L’attentatore, un marsalese di circa 50 anni, è stato scoperto e quindi si è dato alla fuga senza riuscire ad aprire le valvole delle due bombole.  La chiesa marsalese di “Opera Nostra Signora di Fatima” di Birgi Nivaloro ha comunque subito danni ad alcuni oggetti sacri. L’altare è stato parzialmente danneggiato, il libro del vangelo si è quasi totalmente bruciato così come altre suppellettili. I vigili del fuoco hanno quindi spento le fiamme e sono riusciti a portare all’aperto le bombole che si erano surriscaldate.

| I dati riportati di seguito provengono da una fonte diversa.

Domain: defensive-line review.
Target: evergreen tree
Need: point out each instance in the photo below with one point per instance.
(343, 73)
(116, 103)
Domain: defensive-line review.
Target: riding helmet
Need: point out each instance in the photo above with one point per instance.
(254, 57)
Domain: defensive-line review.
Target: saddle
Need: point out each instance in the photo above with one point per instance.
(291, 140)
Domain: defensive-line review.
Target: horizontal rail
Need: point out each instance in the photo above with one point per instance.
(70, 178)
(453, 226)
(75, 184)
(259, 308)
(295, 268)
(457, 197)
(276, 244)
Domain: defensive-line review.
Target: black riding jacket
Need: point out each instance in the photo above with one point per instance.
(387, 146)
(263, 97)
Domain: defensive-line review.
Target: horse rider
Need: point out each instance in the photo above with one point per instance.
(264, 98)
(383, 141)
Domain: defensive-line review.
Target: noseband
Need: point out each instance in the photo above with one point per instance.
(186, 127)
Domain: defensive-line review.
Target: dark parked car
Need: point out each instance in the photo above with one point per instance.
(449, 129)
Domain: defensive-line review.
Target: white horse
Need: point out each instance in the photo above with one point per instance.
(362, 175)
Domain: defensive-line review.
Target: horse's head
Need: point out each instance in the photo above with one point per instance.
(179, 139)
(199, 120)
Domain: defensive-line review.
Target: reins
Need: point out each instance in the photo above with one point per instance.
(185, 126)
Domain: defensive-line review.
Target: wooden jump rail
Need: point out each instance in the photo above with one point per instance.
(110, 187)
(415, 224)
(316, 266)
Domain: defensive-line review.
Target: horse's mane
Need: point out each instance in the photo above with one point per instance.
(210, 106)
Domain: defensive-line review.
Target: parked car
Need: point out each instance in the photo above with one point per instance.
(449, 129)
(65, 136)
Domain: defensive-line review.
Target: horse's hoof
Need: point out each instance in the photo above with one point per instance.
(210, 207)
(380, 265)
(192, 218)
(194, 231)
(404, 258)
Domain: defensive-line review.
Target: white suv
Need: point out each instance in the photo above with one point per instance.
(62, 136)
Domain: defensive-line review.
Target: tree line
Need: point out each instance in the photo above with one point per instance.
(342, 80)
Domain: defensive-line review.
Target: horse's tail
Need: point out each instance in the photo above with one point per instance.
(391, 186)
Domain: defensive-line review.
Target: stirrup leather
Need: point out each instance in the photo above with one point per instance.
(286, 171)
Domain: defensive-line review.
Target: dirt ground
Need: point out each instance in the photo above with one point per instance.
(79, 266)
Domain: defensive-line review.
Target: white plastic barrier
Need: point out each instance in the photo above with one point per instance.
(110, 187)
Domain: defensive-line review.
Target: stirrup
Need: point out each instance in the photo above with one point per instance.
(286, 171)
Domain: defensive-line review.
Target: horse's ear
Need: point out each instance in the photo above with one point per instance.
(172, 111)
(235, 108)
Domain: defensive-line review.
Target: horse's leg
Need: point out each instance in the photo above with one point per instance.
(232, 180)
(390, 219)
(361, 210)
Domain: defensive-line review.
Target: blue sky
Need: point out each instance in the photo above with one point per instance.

L’attentatore, che nel suo folle gesto si è anche ustionato, è stato individuato e identificato dalla polizia. Sull’inspiegabile vicenda si è espresso, con una nota-stampa, il sindaco di Marsala, Massimo Grillo: “Apprendo con profondo dispiacere e dolore –dell’attentato incendiario commesso al Santuario Opera Nostra Signora di Fatima. Un atto violento e ingiustificabile che, per le modalità con cui si è svolto, poteva avere conseguenze ancora più gravi”. “Tutta la mia vicinanza – ha concluso il primo cittadino marsalese – alla comunità del Santuario alla quale mi lega un rapporto profondo di affetto e stima”.